Dia berlari kecil menyusul gadis yang di panggilnya kakak itu.
"Sayang, kamu tidak bisa hari ini pulang lebih awal?" tanya seorang wanita yang masih terlihat cantik walapun sudah melahirkan dua buah cinta mereka.
"Ada apa? kamu manja sekali, apa di dalam perut kamu ada calon adik Sabinna?" Tangan kekar pria yang juga masih terlihat tampan itu menarik tangan istrinya yang sibuk dengan piring dan hidangan makanan di depannya.
"Juna! aku tidak mau hamil lagi, mengurusi 3 anak kita saja sudah sangat melelahkan, walaupun bahagia, tapi aku tidak mau memiliki anak lagi, Juna!" serunya manja.
Tidak lama kecupan Juna mendarat pada bibir Arana dengan mesra, mereka saling berciuman di sana.
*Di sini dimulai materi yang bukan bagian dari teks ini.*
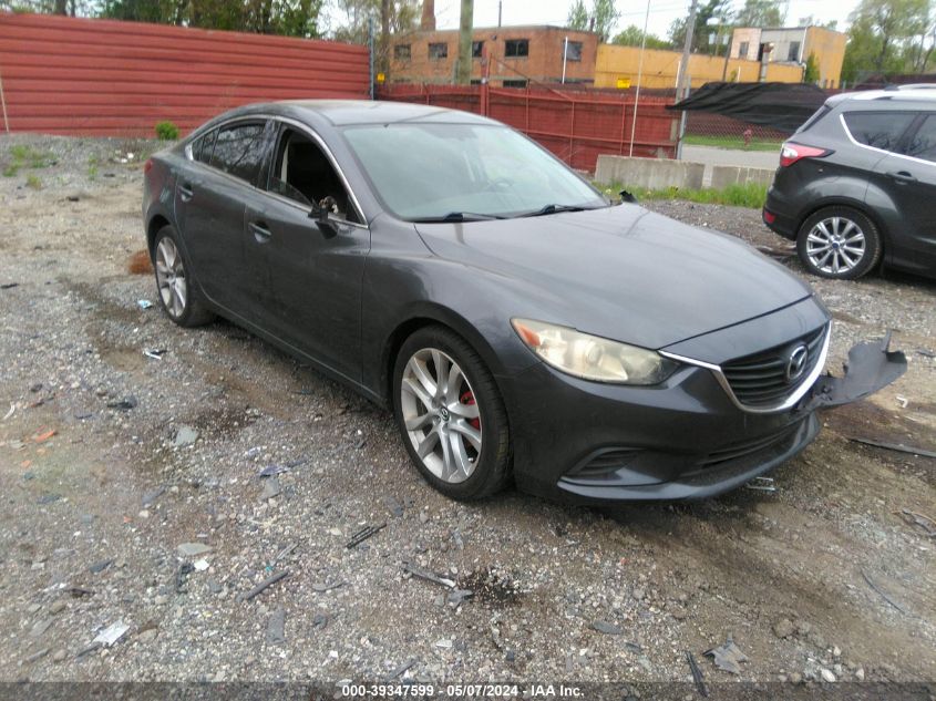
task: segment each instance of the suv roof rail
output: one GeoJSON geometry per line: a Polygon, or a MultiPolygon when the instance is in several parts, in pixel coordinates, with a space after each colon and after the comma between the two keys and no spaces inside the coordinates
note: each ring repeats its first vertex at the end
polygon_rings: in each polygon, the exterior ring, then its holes
{"type": "Polygon", "coordinates": [[[936,90],[936,83],[907,83],[905,85],[886,85],[884,90],[936,90]]]}

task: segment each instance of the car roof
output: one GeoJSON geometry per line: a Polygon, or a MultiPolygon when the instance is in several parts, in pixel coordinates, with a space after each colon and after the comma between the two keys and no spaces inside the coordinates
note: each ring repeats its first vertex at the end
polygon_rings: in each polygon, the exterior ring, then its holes
{"type": "Polygon", "coordinates": [[[316,117],[323,118],[335,126],[394,124],[398,122],[496,124],[492,120],[462,110],[380,100],[285,100],[244,105],[227,113],[226,117],[264,112],[291,116],[302,121],[315,120],[316,117]]]}
{"type": "Polygon", "coordinates": [[[936,84],[915,83],[912,85],[894,85],[883,90],[865,90],[855,93],[841,93],[826,101],[830,106],[848,102],[889,102],[897,104],[932,103],[936,106],[936,84]]]}

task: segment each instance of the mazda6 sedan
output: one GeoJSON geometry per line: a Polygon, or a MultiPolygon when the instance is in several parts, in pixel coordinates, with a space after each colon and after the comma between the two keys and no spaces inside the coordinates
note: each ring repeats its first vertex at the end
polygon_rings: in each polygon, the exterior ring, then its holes
{"type": "Polygon", "coordinates": [[[250,105],[144,171],[169,319],[225,317],[392,408],[451,497],[710,496],[906,365],[867,342],[822,375],[830,315],[785,268],[470,113],[250,105]]]}

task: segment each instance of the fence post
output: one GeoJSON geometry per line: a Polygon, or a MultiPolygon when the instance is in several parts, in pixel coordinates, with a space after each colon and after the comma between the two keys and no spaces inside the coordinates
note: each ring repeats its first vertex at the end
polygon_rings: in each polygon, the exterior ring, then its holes
{"type": "Polygon", "coordinates": [[[373,75],[373,16],[368,18],[368,76],[370,78],[370,99],[374,97],[373,75]]]}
Dari luar terdengar suara kekehan seseorang, Arana langsung melepaskan ciumannya dan agak menjauh dari Juna.
"Kenapa dilepaskan? aku belum puas, katanya mau menyuruhku pulang lebih awal, beri aku imbalan, baru aku akan pulang lebih awal nanti."
"Tuan vampire! ada anak-anakmu. Apa kamu tidak malu?" suara Arana pelan tapi penuh penekanan.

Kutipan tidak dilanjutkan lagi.